Training Mask-RCNN 10x Faster with LAMB

By Steve Thomas

Banner

The biggest obstacle to training state of the art object detection models is cycle time. Even with a relatively small dataset like COCO and a standard network like Mask-RCNN with ResNet-50 as its backbone, convergence can take over a week using synchronous stochastic gradient descent (SGD) on 8 NVIDIA Tesla V100s. Since small tweaks to implementations or hyperparameters can lead to drastically different results, it could take years to tune a model trained on a large dataset like the Open Images Detection Dataset V5.

Theoretically, the easiest way to decrease cycle time is to train on more GPUs, therefore increasing the effective batch size, and to scale the learning rate (LR) linearly [2]. In practice, it’s not so simple. Assuming one has the resources and know-how to set up the infrastructure, or an Engine ML account, naively increasing the batch size and LR causes training to diverge.

The goto recipe for combatting large batch instability is to use a LR warmup, starting with a small LR that slowly increases until reaching the target. Although this fixes the instability problem, it has been shown that for many networks, such as BERT or ResNet, after a certain batch size, linear LR scaling and a LR warmup degrades the model’s ability to generalize.

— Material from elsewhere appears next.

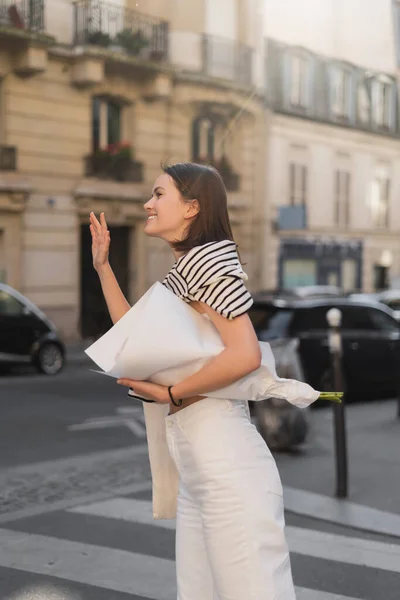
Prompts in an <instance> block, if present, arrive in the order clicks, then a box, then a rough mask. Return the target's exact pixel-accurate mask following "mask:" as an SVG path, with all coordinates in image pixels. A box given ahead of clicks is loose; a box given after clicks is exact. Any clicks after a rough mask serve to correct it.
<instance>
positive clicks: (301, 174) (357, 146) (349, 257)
mask: <svg viewBox="0 0 400 600" xmlns="http://www.w3.org/2000/svg"><path fill="white" fill-rule="evenodd" d="M394 16H395V13H394V12H393V5H392V1H391V0H368V2H365V0H324V2H321V1H320V0H302V1H301V2H299V1H298V0H266V32H267V47H268V51H267V54H268V58H267V62H266V72H267V78H268V81H267V96H268V102H269V106H270V108H271V109H272V114H271V115H270V118H269V135H268V138H267V145H268V149H267V152H268V159H267V165H268V167H267V170H266V186H267V197H268V199H269V203H268V204H266V206H265V208H266V212H265V219H264V227H265V235H264V236H263V239H264V249H263V254H264V256H266V255H268V256H269V258H270V260H269V261H265V262H264V263H263V264H264V270H263V277H262V281H263V285H264V287H274V286H280V287H288V288H290V287H293V286H295V285H304V284H306V285H307V284H309V285H312V284H331V285H338V286H342V287H343V288H344V289H345V290H353V289H362V290H365V291H370V290H374V289H379V288H384V287H388V286H396V285H397V287H399V286H400V203H399V201H398V198H399V194H400V140H399V136H400V122H399V95H398V87H397V62H396V38H395V31H396V30H395V27H394V22H393V18H394ZM377 23H379V27H377V26H376V25H377Z"/></svg>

Obviously, this is problematic for us at Engine ML. Our goal is to enable teams of any size to command the power and scale of the largest tech companies by unlocking scalable deep learning. Many machine learning engineers, who often utilize servers with 1-4 GPUs, believe that large scale training leads to bad performance. This is incorrect. For example, the ensemble of networks currently at the top of the COCO leaderboard was trained on 128 GPUs [7] and the winning team of the object detection track in the 2019 Open Images Challenge trained on up to 512 GPUs [1].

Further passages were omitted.